Zero-Content Augmented Caches



- Hide Paper Summary
Paper Title: Zero-Content Augmented Caches
Link: https://dl.acm.org/doi/10.1145/1542275.1542288
Year: ICS 2009
Keyword: Cache; ZCA; Zero Compression



Back

Highlight:

  1. Using a data-less sector cache organization to store zero blocks. This avoids one of the biggest problem of sector cache: low space utilization if spatial locality is low.
  2. Identifies that VA value locality makes little sense in PA if the page boundary is crossed.

Questions

  1. Writing to zero blocks may incur unnecessary coherence messages for requesting exclusive permission. This is because the sector cache has not way of distinguishing a S state block from an E state block.
  2. Did not talk about how inclusiveness property can be maintained. If the sector cache is only deployed at L1 level, then L2 level cache must have larger effective capacity to include all blocks mapped by L1 cache, which is not always possible. When a zero block is made dirty by writes in the sector cache, according to the paper’s description, that block will be immediately written back to the L2. This will cause problem if the L2 is not inclusive, since no slot in the L2 could hold such a write back. The same applies with coherence, e.g. what if a peer L1 writes the address buffered as a zero block in another core? Does L2 have a directory entry for that zero block it does not cache?
  3. When a zero block in the sector cache is written by a zero store, do we acquire exclusive permission via coherence or not?

This paper proposes zero-content augmented caches (ZCA cache), a simple cache compression scheme that only compresses zero-filled 64 byte blocks. The paper begins by identifying three important properties of zero-filled blocks in common workloads. First, a non-trivial number of cache blocks are filled with zero for reasons such as zero initialization or using zeros to represent a common state (e.g. NULL pointers, default values). Such regularities in application’s data value pattern enable the cache controller to perform zero compression by eliminating the need to store these easily compressable blocks. In addition, some applications even demonstrate high percentage of zero blocks throughout the entire execution, indicating the effectiveness of zero compression on these workloads. Second, zero blocks themselves exhibit spacial locality. If one cache block is filled with zeros, the adjacent blocks are also likely to be filled with zero, suggesting a design using larger block size per tag to handle zero blocks. The last observation is that writes to zero blocks also tend to be zeros sometimes, which further proves the effectiveness of zero compression. The compression should also be performed on a per-write basis to detect zero writes for maximim chances of compression.

The ZCA design can be deployed on any of the levels in the hierarchy. It is expected to retain the original lookup latency of the cache, and therefore will not affect cache lookup performance. ZCA extends the existing cache object with a small data-less sector cache. Each tag in the the sector cache represents the zero status of a large range of memory. Since zero blocks do not need any physical storage, the sector cache does not need a data array.
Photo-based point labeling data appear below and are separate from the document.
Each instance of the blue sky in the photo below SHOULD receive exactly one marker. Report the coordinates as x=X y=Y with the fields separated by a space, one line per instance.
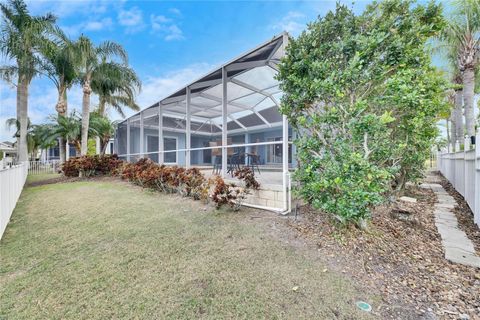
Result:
x=169 y=43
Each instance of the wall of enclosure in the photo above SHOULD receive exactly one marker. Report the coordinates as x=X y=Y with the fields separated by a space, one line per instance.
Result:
x=12 y=181
x=227 y=118
x=462 y=169
x=266 y=143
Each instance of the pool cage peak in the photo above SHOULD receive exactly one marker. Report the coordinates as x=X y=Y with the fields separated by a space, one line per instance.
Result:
x=232 y=109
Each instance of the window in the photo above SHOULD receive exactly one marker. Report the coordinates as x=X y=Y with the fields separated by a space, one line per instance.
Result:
x=170 y=143
x=274 y=151
x=152 y=146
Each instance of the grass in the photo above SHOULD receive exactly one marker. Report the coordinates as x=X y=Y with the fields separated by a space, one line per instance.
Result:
x=104 y=249
x=33 y=178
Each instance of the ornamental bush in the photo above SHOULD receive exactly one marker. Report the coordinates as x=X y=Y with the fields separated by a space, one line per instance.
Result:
x=364 y=99
x=169 y=179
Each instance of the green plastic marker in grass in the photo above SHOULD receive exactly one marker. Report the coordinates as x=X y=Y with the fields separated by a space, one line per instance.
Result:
x=364 y=306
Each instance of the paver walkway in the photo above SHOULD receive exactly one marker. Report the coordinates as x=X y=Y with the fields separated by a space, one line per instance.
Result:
x=457 y=247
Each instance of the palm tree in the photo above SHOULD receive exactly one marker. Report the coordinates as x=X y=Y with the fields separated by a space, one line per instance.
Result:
x=90 y=58
x=103 y=128
x=59 y=66
x=66 y=127
x=20 y=37
x=463 y=34
x=35 y=135
x=117 y=86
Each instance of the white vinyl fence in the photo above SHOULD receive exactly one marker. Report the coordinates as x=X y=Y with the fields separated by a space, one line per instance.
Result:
x=12 y=180
x=462 y=169
x=41 y=167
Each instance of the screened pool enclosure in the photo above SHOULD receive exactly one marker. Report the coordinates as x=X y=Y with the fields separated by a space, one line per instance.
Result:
x=227 y=119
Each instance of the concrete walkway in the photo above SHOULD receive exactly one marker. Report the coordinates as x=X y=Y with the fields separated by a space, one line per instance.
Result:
x=457 y=247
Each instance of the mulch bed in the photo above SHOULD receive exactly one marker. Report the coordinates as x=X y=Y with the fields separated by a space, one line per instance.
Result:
x=401 y=257
x=464 y=214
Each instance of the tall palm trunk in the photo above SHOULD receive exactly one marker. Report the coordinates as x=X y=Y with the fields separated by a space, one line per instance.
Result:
x=22 y=117
x=468 y=94
x=459 y=132
x=101 y=106
x=85 y=115
x=61 y=108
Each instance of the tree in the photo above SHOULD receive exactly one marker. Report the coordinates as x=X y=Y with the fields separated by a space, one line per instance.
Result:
x=35 y=136
x=104 y=129
x=20 y=37
x=66 y=127
x=364 y=99
x=90 y=57
x=59 y=63
x=463 y=35
x=117 y=86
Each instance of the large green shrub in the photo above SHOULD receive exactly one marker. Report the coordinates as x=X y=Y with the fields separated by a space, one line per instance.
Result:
x=364 y=99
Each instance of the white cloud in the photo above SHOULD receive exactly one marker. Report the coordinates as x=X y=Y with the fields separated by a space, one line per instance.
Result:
x=68 y=8
x=105 y=23
x=166 y=28
x=131 y=19
x=292 y=23
x=175 y=11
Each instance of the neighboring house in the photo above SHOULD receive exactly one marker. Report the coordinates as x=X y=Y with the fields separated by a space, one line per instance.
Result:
x=53 y=153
Instead, a vector of valid bits suffices for describing zero status of all standard sized blocks in the sector. The paper also notes that although there is no hard limit of how large a sector could be, it is not recommended to have sectors larger than a physical page, since locality on virtual addresses is only meaningful within a page. Addresses that are close to each other on different virtual pages may be mapped to different physical pages by the underlying OS, which undermines the effectiveness of sectors.

To minimize design complexity, the paper also suggests that only clean zero blocks be stored in the sector cache. This design has three benefits. First, no data path is needed to evict a dirty block from the sector cache, as all blocks in all sectors are clean. Second, there is no need to add a dirty bit vector to indicate whether a block has more recent content than its lower level counterparts. Third, in the case of external coherence events, these zero lines are always assumed to be in a clean and potentially shared state. Similarly, when the cache controller intends to write a zero block in the sector cache, exclusive permission must always be obtained from all peer caches.

On a cache read request, both the normal cache and the sector cache are probed in parallel. At most one of these two can signal a hit, since they maintain mutually exclusive data. If the hit is on the sector cache, then no actual data is returned, and the cache controller simply sets the MSHR for the request to all-zero. If the request misses both caches, the controller forwards the request to the lower level as usual. When the refill response comes back, the controller checks whether the block is a zero block by OR’ing all bits in the block together. In the case of a zero block, the block is inserted into the sector cache by setting the corresponding valid bit, if the sector tag exists, or, if the sector tag does not exist, an existing entry is evicted silently and the new entry is inserted. The paper argues that the zero detection circuit is not on the critical path, since the refill request can bypass the current level of the cache and directly forwarded to upper levels, while zero detection and insertion are performed in the background.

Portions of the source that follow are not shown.